Endpoint Detection and Response (XDR) Raw Events

Raw Events becomes available when activating one of the following add-ons: GravityZone EDR 90 days Data Retention Add-on, GravityZone EDR 180 days Data Retention Add-on, or GravityZone EDR 365 days Data Retention Add-on. This add-on also sets the retention period for Raw Events.

GravityZone data used for reporting

Data in GravityZone that is leveraged for reporting is available for 2 years.

GravityZone Quarantine

Retrieved files are available in Quarantine for 24 hours after which they are automatically deleted and a new retrieve action is required.

Sandbox Analyzer samples

Samples submitted to Cloud Sandbox Analyzer are deleted immediately after detonation.

Sandbox Analyzer reports

The HTML reports using data from samples submitted to Cloud Sandbox Analyzer are available for 365 days.

GravityZone Security for Email reports

GravityZone Security for Email report information is available for 3 months after a report has been generated from the console. After this period has passed, reports will be archived and you can access them by going to GravityZone Security for Email console > Analytics > Log archives.
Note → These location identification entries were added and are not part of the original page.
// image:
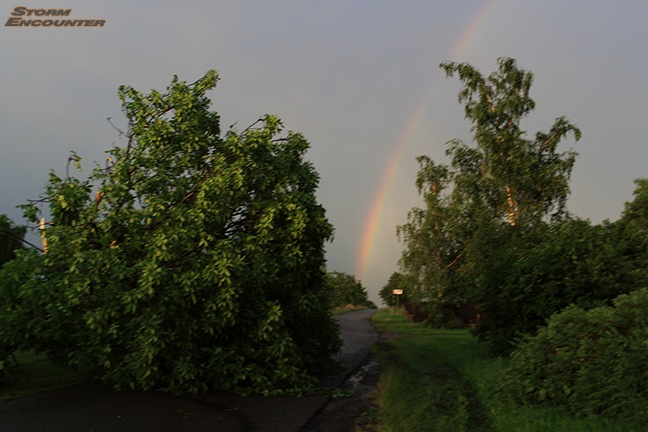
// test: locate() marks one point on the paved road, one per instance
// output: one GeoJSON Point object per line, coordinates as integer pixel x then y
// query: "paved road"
{"type": "Point", "coordinates": [91, 407]}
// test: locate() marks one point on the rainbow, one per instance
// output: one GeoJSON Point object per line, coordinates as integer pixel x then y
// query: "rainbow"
{"type": "Point", "coordinates": [376, 212]}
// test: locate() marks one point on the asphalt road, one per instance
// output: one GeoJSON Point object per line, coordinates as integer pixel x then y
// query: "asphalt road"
{"type": "Point", "coordinates": [91, 407]}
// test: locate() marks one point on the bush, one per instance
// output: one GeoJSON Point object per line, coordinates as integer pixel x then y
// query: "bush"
{"type": "Point", "coordinates": [589, 362]}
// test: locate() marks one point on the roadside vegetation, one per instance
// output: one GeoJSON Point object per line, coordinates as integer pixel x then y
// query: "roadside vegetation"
{"type": "Point", "coordinates": [560, 300]}
{"type": "Point", "coordinates": [445, 380]}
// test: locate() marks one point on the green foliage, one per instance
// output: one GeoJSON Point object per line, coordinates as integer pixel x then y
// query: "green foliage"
{"type": "Point", "coordinates": [195, 265]}
{"type": "Point", "coordinates": [444, 380]}
{"type": "Point", "coordinates": [590, 362]}
{"type": "Point", "coordinates": [506, 174]}
{"type": "Point", "coordinates": [525, 279]}
{"type": "Point", "coordinates": [345, 290]}
{"type": "Point", "coordinates": [395, 282]}
{"type": "Point", "coordinates": [11, 237]}
{"type": "Point", "coordinates": [494, 230]}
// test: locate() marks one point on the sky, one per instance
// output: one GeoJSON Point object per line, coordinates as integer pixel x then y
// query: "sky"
{"type": "Point", "coordinates": [359, 78]}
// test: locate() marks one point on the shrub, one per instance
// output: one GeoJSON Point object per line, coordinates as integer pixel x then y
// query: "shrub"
{"type": "Point", "coordinates": [591, 362]}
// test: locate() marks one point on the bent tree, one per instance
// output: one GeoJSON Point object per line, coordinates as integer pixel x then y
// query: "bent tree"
{"type": "Point", "coordinates": [190, 262]}
{"type": "Point", "coordinates": [490, 204]}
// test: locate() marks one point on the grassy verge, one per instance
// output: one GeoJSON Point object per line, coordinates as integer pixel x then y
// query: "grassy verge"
{"type": "Point", "coordinates": [443, 380]}
{"type": "Point", "coordinates": [34, 374]}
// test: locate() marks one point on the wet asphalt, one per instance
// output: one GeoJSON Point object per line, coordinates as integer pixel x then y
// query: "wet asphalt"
{"type": "Point", "coordinates": [92, 407]}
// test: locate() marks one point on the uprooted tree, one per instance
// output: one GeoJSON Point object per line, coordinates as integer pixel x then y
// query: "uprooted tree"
{"type": "Point", "coordinates": [190, 262]}
{"type": "Point", "coordinates": [495, 231]}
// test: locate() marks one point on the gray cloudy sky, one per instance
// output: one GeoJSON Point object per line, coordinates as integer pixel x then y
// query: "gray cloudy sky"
{"type": "Point", "coordinates": [359, 78]}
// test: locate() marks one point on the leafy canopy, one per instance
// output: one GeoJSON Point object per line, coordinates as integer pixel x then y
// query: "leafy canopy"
{"type": "Point", "coordinates": [190, 262]}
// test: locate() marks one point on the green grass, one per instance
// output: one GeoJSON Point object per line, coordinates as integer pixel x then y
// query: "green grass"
{"type": "Point", "coordinates": [444, 380]}
{"type": "Point", "coordinates": [34, 373]}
Mobile Security threat and console data

Mobile Security data is retained by default for the duration of the contract and 60 days after the service expires. This includes device data and configuration data. The threat data and any threat detection will be retained for 90 days unless the service is deleted with respect to a service expiry as stated above.

Integrity Monitoring data retention add-on

In addition to the add-on license, Bitdefender offers a data retention add-on, which can store your events in GravityZone for 90 days, 180 days or 1 year. The default value of the data retention add-on is 7 days.

Note

You can only have one data retention add-on at a time. When the Integrity Monitoring add-on license is removed, the data retention add-on is also removed.

When the data retention add-on expires, the retention is reduced to 7 days if the Integrity Monitoring add-on license is still valid.